Comment 2: “The landscape of ovarian cancer cell lines is not sufficiently described (see Domcke et al., 2013). The consequences of different mutations for reconstructing an OC model ex vivo are only minimally addressed (see Nelson et al., 2020). The potential pitfalls related to the source of the cell line (ascites instead of tumor) should be acknowledged (see Rickard et al., 2021; Latifi et al., 2012; Ding et al., 2021).”

Response: We improved the text of the Discussion section by adding more information about the landscape of ovarian cancer cell lines and the importance of gene mutations in each of them, and also described the main characteristics that distinguish tumor cells obtained from ascitic fluid compared with a solid tumor in Lines 276-299:

“Despite the frequent occurrence of the disease, cell lines representing HGSOC are often under-characterized and sometimes misidentified. The main genetic characteristics of HGSOC include TP53 mutations, homologous recombination deficiency, and a high level of genomic alterations [41,46]. HGSOC is also characterized by the expression of epithelial phenotype markers such as MUC16 (CA125), MSLN, PAX8, and KRT7 [49]. 
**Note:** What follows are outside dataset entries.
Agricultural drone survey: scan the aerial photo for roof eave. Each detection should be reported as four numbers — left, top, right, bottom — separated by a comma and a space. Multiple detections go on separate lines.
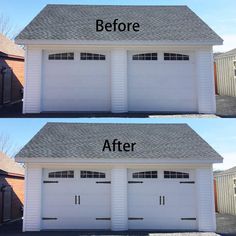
15, 157, 223, 164
15, 39, 223, 46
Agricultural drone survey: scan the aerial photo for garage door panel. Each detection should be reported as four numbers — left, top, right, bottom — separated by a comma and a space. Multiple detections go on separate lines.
128, 170, 197, 230
42, 52, 111, 111
42, 170, 111, 229
128, 52, 197, 112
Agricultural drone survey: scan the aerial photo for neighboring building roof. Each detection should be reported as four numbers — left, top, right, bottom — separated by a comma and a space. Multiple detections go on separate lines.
16, 123, 222, 162
0, 33, 25, 57
0, 152, 25, 175
215, 166, 236, 177
16, 5, 223, 44
215, 48, 236, 58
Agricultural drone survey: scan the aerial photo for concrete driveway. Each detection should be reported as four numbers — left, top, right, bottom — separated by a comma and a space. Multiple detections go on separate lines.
0, 96, 236, 118
0, 214, 236, 236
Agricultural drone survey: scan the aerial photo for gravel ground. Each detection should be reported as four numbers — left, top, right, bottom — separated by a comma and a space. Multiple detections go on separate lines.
216, 214, 236, 236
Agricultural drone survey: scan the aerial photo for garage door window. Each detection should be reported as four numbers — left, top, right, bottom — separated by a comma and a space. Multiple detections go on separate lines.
48, 52, 74, 60
132, 171, 158, 179
80, 52, 106, 61
48, 170, 74, 178
164, 171, 189, 179
80, 170, 106, 179
164, 53, 189, 61
133, 53, 158, 61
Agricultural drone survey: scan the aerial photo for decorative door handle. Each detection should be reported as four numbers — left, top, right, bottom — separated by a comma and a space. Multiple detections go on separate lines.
75, 195, 80, 205
159, 196, 166, 206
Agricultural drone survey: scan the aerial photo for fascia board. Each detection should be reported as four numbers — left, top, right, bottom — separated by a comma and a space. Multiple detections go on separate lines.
15, 157, 223, 164
15, 39, 223, 46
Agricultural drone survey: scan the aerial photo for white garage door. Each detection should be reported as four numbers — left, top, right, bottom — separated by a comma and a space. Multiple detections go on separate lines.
42, 170, 111, 229
128, 170, 197, 230
128, 51, 197, 112
42, 50, 110, 111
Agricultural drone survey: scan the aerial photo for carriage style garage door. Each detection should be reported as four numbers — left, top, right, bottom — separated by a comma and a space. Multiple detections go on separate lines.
128, 51, 197, 112
128, 170, 197, 230
41, 50, 110, 111
42, 170, 110, 229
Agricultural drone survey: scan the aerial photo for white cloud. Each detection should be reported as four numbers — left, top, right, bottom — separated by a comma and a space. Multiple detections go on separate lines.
213, 34, 236, 52
213, 152, 236, 170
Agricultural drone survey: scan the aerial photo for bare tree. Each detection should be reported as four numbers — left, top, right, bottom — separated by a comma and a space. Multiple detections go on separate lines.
0, 13, 17, 39
0, 133, 19, 157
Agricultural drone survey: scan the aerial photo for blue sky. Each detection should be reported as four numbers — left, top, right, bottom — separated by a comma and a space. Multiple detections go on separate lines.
0, 0, 236, 51
0, 118, 236, 169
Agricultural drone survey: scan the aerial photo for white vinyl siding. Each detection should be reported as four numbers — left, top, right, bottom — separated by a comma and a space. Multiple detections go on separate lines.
196, 50, 216, 113
215, 172, 236, 215
23, 47, 42, 113
196, 168, 216, 232
23, 164, 42, 231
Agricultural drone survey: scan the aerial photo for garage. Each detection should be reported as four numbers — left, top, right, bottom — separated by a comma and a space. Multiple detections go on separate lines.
16, 122, 222, 232
41, 50, 111, 112
128, 50, 198, 112
42, 169, 111, 229
128, 170, 197, 230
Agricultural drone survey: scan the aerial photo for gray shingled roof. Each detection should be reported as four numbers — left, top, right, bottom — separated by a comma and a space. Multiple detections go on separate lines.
215, 166, 236, 177
0, 33, 25, 57
0, 152, 25, 175
16, 5, 222, 44
216, 48, 236, 59
17, 123, 222, 162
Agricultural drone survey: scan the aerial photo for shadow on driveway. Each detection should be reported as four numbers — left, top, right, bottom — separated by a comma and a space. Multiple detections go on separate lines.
0, 95, 236, 118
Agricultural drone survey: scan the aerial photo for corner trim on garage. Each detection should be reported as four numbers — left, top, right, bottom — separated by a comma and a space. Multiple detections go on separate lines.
128, 181, 143, 184
96, 181, 111, 184
181, 218, 197, 220
128, 217, 143, 220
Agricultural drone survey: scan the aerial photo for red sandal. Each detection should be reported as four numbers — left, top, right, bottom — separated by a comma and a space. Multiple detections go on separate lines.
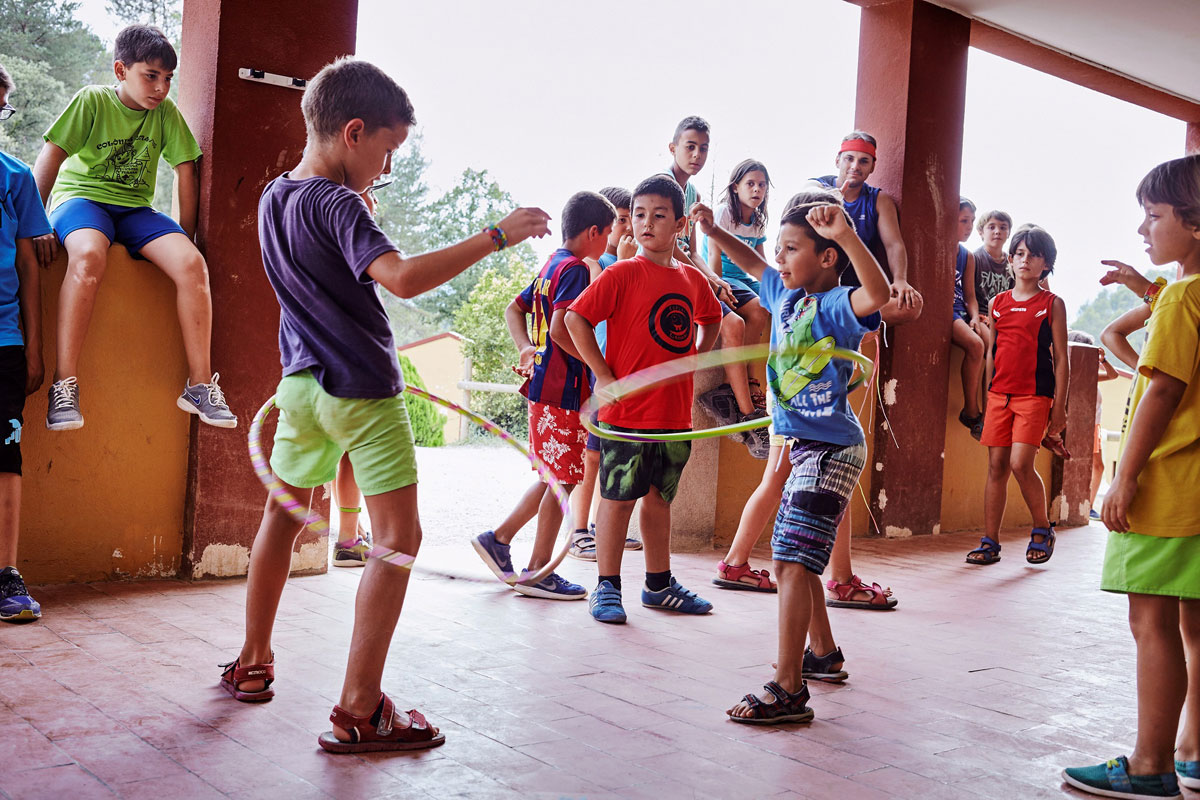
826, 575, 900, 610
713, 561, 779, 591
317, 694, 446, 753
217, 652, 275, 703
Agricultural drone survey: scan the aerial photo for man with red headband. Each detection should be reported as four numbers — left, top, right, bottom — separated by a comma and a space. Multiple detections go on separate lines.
814, 131, 925, 325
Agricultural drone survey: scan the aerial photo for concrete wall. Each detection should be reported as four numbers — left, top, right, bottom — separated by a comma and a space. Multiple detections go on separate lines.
19, 246, 189, 583
400, 333, 469, 444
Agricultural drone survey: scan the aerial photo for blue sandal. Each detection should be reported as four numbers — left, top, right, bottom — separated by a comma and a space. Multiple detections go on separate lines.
967, 536, 1000, 564
1025, 527, 1055, 564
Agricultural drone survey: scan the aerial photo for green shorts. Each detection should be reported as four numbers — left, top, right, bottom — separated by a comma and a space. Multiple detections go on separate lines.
1100, 531, 1200, 600
600, 422, 691, 503
271, 369, 416, 495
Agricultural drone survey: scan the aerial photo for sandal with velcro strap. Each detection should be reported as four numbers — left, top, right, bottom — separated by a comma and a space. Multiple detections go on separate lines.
317, 693, 446, 753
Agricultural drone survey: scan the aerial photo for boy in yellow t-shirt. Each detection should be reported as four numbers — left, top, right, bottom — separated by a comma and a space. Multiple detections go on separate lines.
34, 25, 238, 431
1063, 156, 1200, 798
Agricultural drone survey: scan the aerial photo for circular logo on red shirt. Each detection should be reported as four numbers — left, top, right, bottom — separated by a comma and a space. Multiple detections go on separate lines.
650, 294, 696, 355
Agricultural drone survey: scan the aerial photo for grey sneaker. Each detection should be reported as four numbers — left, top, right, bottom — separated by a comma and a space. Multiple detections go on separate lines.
738, 408, 770, 461
696, 384, 742, 425
176, 372, 238, 428
46, 375, 83, 431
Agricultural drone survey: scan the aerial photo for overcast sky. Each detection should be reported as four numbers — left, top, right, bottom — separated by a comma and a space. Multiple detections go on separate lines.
79, 0, 1184, 315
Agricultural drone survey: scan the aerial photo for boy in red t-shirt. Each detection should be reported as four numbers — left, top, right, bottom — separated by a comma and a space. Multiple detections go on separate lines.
967, 225, 1067, 564
566, 175, 721, 622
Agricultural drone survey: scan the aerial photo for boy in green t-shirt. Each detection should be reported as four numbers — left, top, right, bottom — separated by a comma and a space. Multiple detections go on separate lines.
34, 25, 238, 431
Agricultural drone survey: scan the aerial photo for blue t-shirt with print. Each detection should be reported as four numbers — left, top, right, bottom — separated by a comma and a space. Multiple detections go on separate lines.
760, 269, 880, 446
0, 152, 50, 347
HGSOC is a markedly heterogeneous disease with significant diversity. Individual subtypes present exclusive features, but these may not always correspond to strict boundaries. For example, the presence or absence of a TP53 mutation alone is not a strict criterion for determining the subtype of a tumor. A biobank of ovarian cancer primary cell cultures, created by Nelson L. et al., revealed that genomic instability (the main characteristic of HGSOC) can be maintained even in the presence of wild-type TP53. Furthermore, it became evident that, despite having the same diagnosis, each tumor represents a unique combination of genetic alterations and mutations in a wide spectrum of genes [50]. It is worth noting that, despite their high genetic similarity, cancer cells from ascites differ from the original ovarian tumor cells. This difference arises because ascites has distinct physical properties and a unique cellular and molecular context compared to the solid tumor, creating selective conditions for clones capable of surviving without adhesion. Moreover, cancer cells in ascites can form spheroids — spherical cell conglomerates, that exhibit higher metastatic potential, increased expression of genes related to chemoresistance, and upregulation of the oxidative phosphorylation pathway [51–53]. Another important point is that cancer cells derived from ascites tend to display a more mesenchymal phenotype, which contributes to their higher metastatic potential, compared to the original tumor cells [54]. Therefore, the origin of a cancer cell line should be carefully taken into account.”

Comment 3: “Minor issue: Ref. 25 is incompletely cited.” 

Response: Thank you for pointing out this oversight. We revised our reference list. After the first round of review, the reference [25] became [28] (Lines 519-521):

“Łukomska, A.; Menkiszak, J.; Gronwald, J.; Tomiczek-Szwiec, J.; Szwiec, M.; Jasiówka, M.; Blecharz, P.; Kluz, T.; Stawicka-Niełacna, M.; Mądry, R.; et al. Recurrent Mutations in BRCA1, BRCA2, RAD51C, PALB2 and CHEK2 in Polish Patients with Ovarian Cancer. Cancers (Basel) 2021, 13, doi:10.3390/cancers13040849.”

Round 2

Reviewer 2 Report

Comments and Suggestions for Authors

Thank you for submitting this revised and improved manuscript that sufficiently responded to my concerns.

Reviewer 3 Report

Comments and Suggestions for Authors

I appreciate the careful correction of the manuscript. The Table 1 is informative and easy to read. The discussion part improved greatly. Congratulations!